La prise de décision est un paramètre fondamental de gestion de risque en santé au même titre que dans l’aéronautique.

La réflexion doit être continue pour maintenir la situation en cours ou la modifier.

Quand la décision doit se prendre dans l’urgence, il faut s’y être préparé, avoir un plan B et donc retenir une méthode pour gérer l’impromptu…L’expérience de l’aviation dans la réponse à ces situations a permis d’étudier la prise de décision et ainsi apporter des aides cognitives.

Pour le formateur en simulation, laprise de décision représente une compétence non technique (CNT) majeure qu’il manie couramment dans son exercice et qu’il est indispensable de bien connaître :

  • D’une part, la prise de décision peut être un objectif pédagogique à débriefer et la connaissance de cette CNT est donc essentielle.
  • D’autre part, cette compétence est souvent utilisée par le formateur lui-même (et souvent dans l’urgence) que ce soit lors de la gestion d’un scénario ou durant un débriefing. 

Les différents modèles de décision

La prise de décision correspond au fait d’effectuer un choix entre plusieurs modalités d’actions possibles lors de la confrontation à un problème.

Le but est de le résoudre en traduisant le choix fait en un comportement (en une séquence d’action).
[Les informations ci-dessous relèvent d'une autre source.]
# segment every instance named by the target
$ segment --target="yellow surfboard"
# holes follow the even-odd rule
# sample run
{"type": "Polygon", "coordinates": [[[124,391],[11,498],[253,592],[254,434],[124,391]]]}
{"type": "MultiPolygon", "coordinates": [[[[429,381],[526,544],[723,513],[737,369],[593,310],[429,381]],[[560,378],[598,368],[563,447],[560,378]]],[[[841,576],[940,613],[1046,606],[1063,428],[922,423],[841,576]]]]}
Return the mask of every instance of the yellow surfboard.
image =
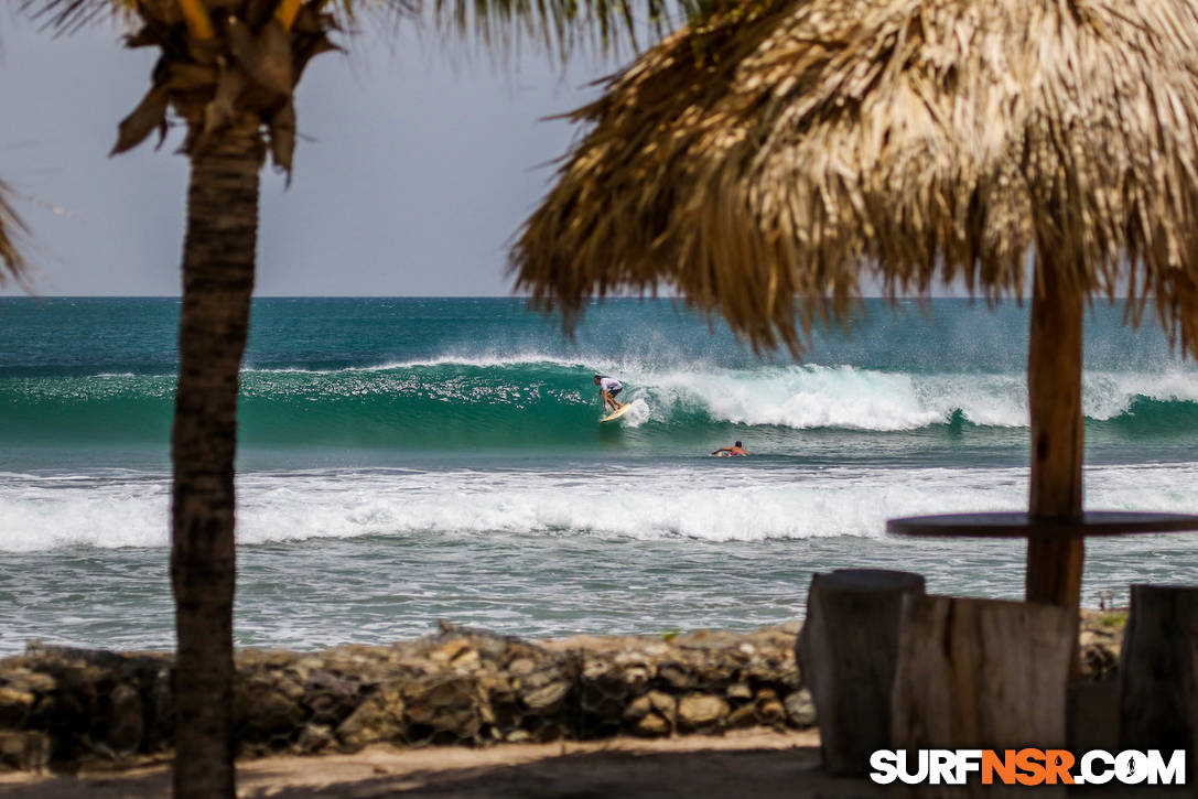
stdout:
{"type": "Polygon", "coordinates": [[[628,413],[628,408],[630,408],[630,407],[633,407],[631,402],[628,402],[627,405],[622,405],[618,411],[612,411],[611,413],[609,413],[607,416],[605,416],[604,418],[601,418],[599,420],[600,422],[615,422],[619,417],[622,417],[625,413],[628,413]]]}

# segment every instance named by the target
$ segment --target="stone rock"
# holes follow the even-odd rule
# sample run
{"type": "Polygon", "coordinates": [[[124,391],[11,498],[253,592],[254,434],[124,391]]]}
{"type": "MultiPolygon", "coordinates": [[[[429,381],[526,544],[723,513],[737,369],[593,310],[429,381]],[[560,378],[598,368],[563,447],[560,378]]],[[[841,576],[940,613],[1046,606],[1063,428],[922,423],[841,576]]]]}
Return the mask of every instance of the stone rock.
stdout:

Elle implique un processus cognitif faisant appel à notre rationalité et un certain nombre d’opérations distinctes :

  • la définition de l’objet (ce sur quoi porte la réflexion et portera la décision),
  • la recherche, l’analyse et l’organisation des informations utiles,
  • l’élaboration et l’évaluation d’hypothèses de décisions en prenant en particulier appui sur des connaissances et/ou des expériences antérieures,
  • enfin le choix d’une hypothèse de décision et sa mise en œuvre.
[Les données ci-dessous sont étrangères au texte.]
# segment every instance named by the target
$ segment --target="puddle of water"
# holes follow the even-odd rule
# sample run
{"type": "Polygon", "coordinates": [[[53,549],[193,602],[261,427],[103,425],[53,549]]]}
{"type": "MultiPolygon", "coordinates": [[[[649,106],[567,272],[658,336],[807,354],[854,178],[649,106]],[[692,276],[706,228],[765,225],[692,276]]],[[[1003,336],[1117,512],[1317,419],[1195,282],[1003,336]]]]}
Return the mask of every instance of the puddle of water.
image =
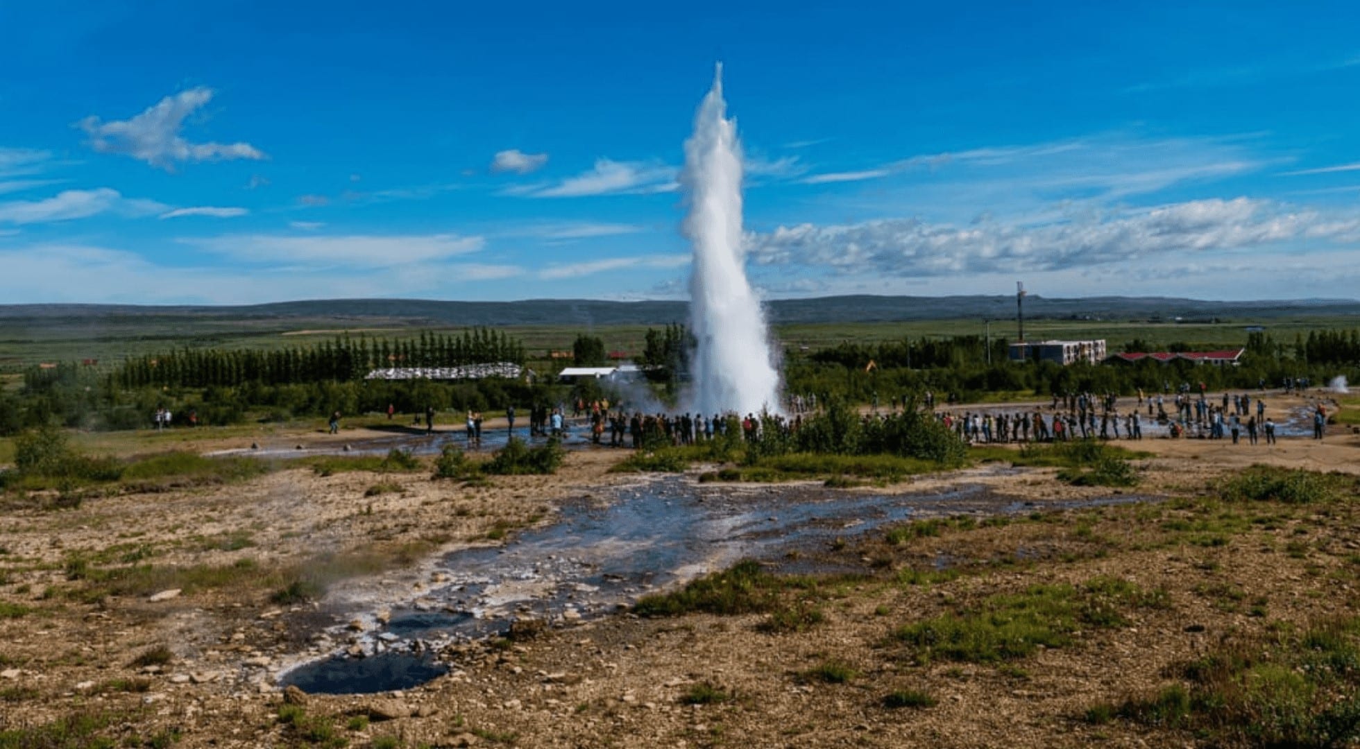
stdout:
{"type": "Polygon", "coordinates": [[[370,658],[328,658],[294,669],[287,684],[307,693],[366,695],[419,686],[449,673],[428,655],[382,652],[370,658]]]}
{"type": "Polygon", "coordinates": [[[381,655],[321,661],[284,674],[283,682],[307,692],[403,689],[411,685],[412,673],[423,672],[385,670],[374,661],[411,666],[418,659],[404,655],[407,661],[401,661],[394,654],[431,652],[450,642],[503,633],[517,619],[598,617],[741,557],[767,560],[782,571],[832,571],[804,552],[914,517],[1025,510],[1031,507],[1000,504],[983,485],[870,495],[813,487],[711,487],[680,476],[650,478],[615,489],[608,503],[568,502],[556,523],[525,530],[505,546],[445,556],[438,565],[445,579],[441,587],[394,609],[385,628],[364,635],[360,644],[367,651],[382,650],[381,655]]]}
Plusieurs modèles de prise de décision sont décrits :

  • Le modèle CDM[1] (Classical Decison Making) repose sur une hypothèse où le cerveau humain a un fonctionnement purement logique et rationnel pour prendre une décision.
  • Les modèles RPD[2] (Recognition-Primed-Decision) et SRK[3] (Skills, Rules and Knowledeges) reposent, quant à eux, sur une hypothèse où notre rationalité est limitée dans la prise de décision qui est plutôt influencée par des éléments comme notre intuition ou notre expérience.

Système 1/ Système 2

La psychologie cognitive développée par Kahneman et Tversky[4] montre que l’approche rationnelle de la prise de décision est insuffisante pour expliquer nos prises de décision.
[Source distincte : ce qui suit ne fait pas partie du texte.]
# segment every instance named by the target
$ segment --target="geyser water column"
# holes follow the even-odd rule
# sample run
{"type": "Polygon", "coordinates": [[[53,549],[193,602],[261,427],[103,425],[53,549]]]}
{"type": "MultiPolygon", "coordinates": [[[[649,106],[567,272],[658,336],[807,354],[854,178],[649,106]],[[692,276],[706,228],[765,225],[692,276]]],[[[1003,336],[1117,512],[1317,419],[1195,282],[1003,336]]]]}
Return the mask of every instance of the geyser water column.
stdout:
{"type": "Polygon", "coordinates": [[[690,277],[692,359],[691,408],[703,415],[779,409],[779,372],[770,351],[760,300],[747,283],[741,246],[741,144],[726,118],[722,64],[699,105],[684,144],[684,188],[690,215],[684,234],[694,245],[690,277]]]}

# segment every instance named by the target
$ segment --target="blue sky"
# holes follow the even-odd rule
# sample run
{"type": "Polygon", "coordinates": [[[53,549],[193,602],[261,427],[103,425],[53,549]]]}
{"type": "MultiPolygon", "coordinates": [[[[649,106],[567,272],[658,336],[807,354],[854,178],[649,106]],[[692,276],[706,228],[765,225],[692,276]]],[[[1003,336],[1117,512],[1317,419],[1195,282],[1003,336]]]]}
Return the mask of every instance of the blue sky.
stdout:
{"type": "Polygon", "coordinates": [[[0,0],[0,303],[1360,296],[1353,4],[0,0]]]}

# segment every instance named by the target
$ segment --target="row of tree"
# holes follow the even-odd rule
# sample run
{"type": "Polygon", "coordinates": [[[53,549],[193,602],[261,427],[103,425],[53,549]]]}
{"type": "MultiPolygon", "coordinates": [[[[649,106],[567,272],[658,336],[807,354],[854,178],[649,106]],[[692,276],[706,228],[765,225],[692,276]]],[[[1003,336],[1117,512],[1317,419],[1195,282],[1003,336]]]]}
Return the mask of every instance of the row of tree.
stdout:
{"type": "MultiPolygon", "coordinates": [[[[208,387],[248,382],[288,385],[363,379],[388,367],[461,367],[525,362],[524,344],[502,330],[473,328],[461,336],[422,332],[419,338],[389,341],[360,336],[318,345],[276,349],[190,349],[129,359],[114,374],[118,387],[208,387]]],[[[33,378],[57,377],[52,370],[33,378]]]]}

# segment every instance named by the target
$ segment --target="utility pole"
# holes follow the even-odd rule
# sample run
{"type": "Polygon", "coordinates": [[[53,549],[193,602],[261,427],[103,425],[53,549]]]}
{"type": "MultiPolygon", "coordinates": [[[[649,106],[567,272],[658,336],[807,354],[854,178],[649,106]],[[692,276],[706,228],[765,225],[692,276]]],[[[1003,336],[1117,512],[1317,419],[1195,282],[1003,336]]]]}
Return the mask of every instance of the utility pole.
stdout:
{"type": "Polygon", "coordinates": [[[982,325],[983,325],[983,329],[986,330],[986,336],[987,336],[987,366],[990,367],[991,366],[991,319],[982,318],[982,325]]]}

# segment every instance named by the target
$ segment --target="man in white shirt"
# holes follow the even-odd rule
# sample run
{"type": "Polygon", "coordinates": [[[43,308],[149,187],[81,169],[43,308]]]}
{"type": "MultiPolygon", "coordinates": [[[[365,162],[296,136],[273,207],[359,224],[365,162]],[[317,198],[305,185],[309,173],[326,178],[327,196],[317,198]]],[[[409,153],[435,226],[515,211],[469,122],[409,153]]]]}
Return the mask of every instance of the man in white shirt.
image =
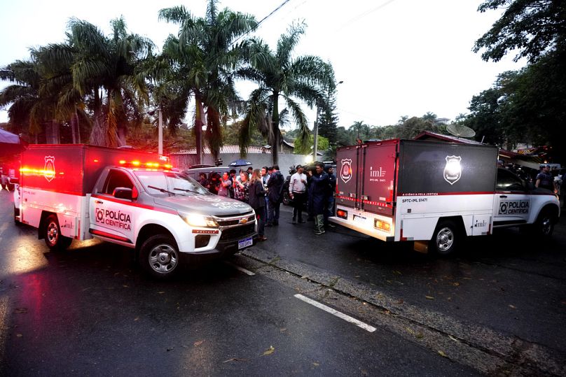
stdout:
{"type": "Polygon", "coordinates": [[[297,223],[297,219],[299,222],[305,222],[303,220],[303,206],[307,198],[307,176],[301,165],[297,165],[296,169],[289,183],[289,194],[293,199],[293,224],[297,223]]]}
Kahneman et Tversky proposent le modèle du Système 1 et du Système 2 pour expliquer les différents types de raisonnements dans leur ouvrage devenu depuis une référence.

  • Le Système 1 appelé aussi, « mode automatique », est un mode de raisonnement rapide, inconscient, routinier et robuste.
  • Le Système 2 appelé aussi, « mode analytique », est un mode de raisonnement lent, conscient, adaptatif et consommateur d’énergie.

Pour comprendre aisément faites ces 2 exercices :

  1. lisez la phrase suivante : « Il fiat baeu ajuord’uhi, je vias puovior srotir me poremner »
  2. calculez  52*17

Le Système 1 vous aura aider à lire l’énoncé sans effort ni difficulté ; le Système 2 vous aura permis si vous avez fait l’effort de résoudre le calcul.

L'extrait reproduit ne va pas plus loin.